US to seek democracy pledge from Inam
By Amir Mateen - Jang/The News
WASHINGTON: The announcement of electoral roadmap may have softened some ground for Pakistan Foreign Secretary Inamul Haq, who reaches Washington today, but he will have lots of explaining to do to appease the Americans.
Inam is scheduled to meet his counterpart, Under Secretary of State for Political Affairs, Mark Grossman during a working lunch on Thursday, which will also be attended by the Assistant Secretary of State, Christina Rocca. Inam will later meet Deputy Trade Representative, Hungsnan, US pointman for counter-terrorism, Taylor and Under Secretary of State for Arms Control, John Bolton.
The timing for Inam's visit could not have been better. Aided by a relatively positive spirit created by the 14 August announcement, Inam will also be able to explain Pakistan's point of view on the sanctions issue right before the Bush administration's taking it up with the Congress.
The two sides are likely to cover the whole gamut of Pak-US relations-including Afghanistan, regional peace and non-proliferation -- as a follow-up to the Powell-Sattar meeting and Christina Rocca's recent tour of Pakistan. But the immediate US concern will be the American reservations about the electoral plan announced by President Musharraf...

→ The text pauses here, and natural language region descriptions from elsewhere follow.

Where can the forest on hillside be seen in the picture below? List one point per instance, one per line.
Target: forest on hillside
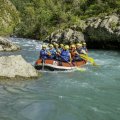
(38, 18)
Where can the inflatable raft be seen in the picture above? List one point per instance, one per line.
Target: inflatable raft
(52, 65)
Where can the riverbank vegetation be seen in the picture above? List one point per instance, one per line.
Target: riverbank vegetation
(39, 18)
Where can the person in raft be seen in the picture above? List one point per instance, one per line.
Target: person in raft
(65, 55)
(43, 52)
(76, 50)
(51, 52)
(84, 47)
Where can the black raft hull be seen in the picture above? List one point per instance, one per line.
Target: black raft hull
(54, 65)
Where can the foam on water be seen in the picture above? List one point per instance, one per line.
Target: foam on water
(89, 93)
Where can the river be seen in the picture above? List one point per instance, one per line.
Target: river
(93, 94)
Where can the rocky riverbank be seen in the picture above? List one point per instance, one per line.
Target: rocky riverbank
(12, 67)
(6, 45)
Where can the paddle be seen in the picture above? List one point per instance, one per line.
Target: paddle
(87, 58)
(65, 60)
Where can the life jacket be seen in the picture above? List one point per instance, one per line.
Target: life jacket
(85, 49)
(65, 54)
(73, 54)
(43, 54)
(52, 53)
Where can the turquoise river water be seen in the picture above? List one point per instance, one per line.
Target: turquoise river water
(93, 94)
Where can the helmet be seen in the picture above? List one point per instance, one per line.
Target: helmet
(61, 45)
(73, 46)
(78, 44)
(51, 45)
(84, 43)
(44, 46)
(56, 44)
(66, 47)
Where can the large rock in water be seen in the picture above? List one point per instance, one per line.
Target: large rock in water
(66, 36)
(6, 45)
(16, 66)
(103, 32)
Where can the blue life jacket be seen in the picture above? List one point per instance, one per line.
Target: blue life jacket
(65, 55)
(53, 52)
(61, 49)
(43, 54)
(85, 49)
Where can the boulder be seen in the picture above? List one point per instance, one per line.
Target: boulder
(103, 32)
(6, 45)
(15, 66)
(66, 36)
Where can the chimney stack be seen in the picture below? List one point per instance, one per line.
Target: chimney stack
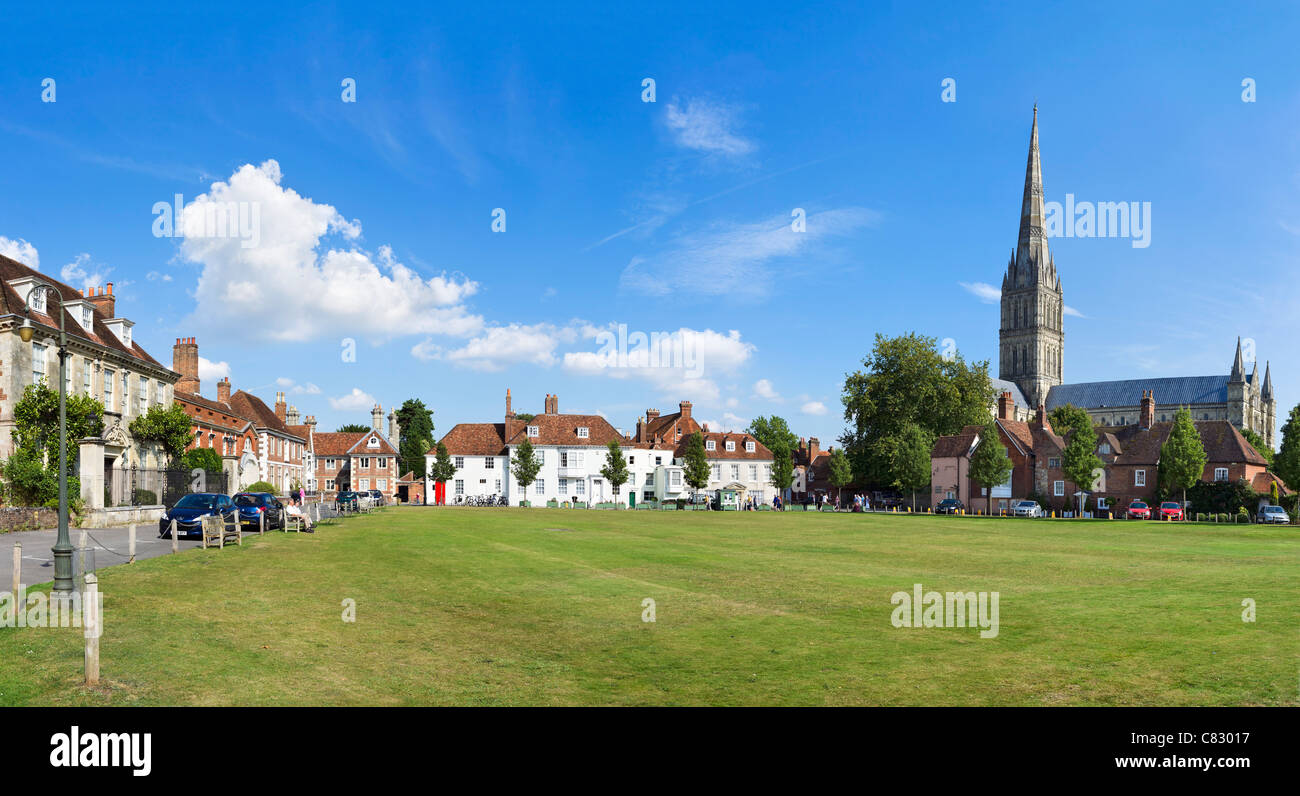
(1005, 406)
(1147, 414)
(185, 360)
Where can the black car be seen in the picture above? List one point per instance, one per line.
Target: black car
(252, 505)
(190, 510)
(949, 506)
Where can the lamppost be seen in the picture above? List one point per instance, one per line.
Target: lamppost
(63, 548)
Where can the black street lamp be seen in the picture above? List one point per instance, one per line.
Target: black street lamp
(63, 548)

Washington may trade concession on the sanctions issue with Pakistan's performance on the issue of peace with India and Afghanistan. While the Americans are not particularly piqued over Pakistan's stance on the peace front, the message on Afghanistan is loud and clear: Unless Pakistan helps the Americans in reining in the Taliban there can't be any progress. In fact, this threatens to severely damage even the present state of Pak-US relations. Washington continues to reject Pakistani position that it does not wield enough influence with Taliban.
Pakistan's diplomatic isolation is being felt by a handful of friends that Pakistan has been left with. Sol Sander, a former fellow for the Council on Foreign Relations writing for World Tribune, lamented this fact in an aptly titled column "Precipitously pushing Pakistan."

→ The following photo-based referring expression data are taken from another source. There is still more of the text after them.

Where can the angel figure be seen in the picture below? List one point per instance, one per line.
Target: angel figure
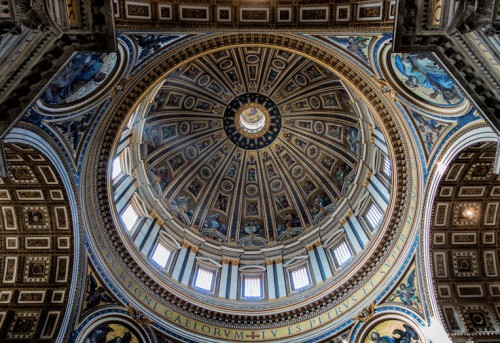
(95, 293)
(407, 292)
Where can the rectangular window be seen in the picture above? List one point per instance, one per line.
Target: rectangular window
(129, 217)
(161, 255)
(374, 215)
(116, 168)
(204, 279)
(342, 254)
(387, 166)
(300, 278)
(252, 287)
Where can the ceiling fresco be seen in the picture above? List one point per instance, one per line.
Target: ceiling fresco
(424, 77)
(252, 188)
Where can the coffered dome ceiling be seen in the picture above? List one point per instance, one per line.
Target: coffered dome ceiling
(252, 145)
(253, 162)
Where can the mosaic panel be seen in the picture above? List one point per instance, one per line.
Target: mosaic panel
(424, 78)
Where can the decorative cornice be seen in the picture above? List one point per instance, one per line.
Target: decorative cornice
(131, 94)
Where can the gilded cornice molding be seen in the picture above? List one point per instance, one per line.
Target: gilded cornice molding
(139, 85)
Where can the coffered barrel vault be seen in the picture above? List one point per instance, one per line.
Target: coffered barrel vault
(202, 218)
(249, 171)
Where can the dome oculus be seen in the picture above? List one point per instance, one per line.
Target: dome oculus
(252, 121)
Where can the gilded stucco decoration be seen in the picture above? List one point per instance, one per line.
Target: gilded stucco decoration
(167, 300)
(37, 247)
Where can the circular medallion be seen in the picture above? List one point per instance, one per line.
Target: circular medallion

Sanders believes that the Afghanistan problem, which Washington deludes itself into thinking can be solved with the cooperation of Moscow as well as Indian and Central Asian support for Massoud's Tajik forces, would become even more intractable.
"The drug scourge out of the region will intensify. The Chinese might lose their present ally, but the likelihood is they could exploit the chaos against India and the US." And then there are the nuclear weapons and short-term missile delivery systems that Pakistan possesses, he says.
And finally his advice to the US President: "Mr Bush, pick up that telephone and call Musharraf. It may be the last chance to rebuild some kind of US-Pakistan dialogue." "Musharraf is desperate," he cautions Washington mandarin. "The report that Musharraf is thinking of a pilgrimage to meet Fidel Castro on his way to the UN General Assembly in September is the signal that we are reaching a danger."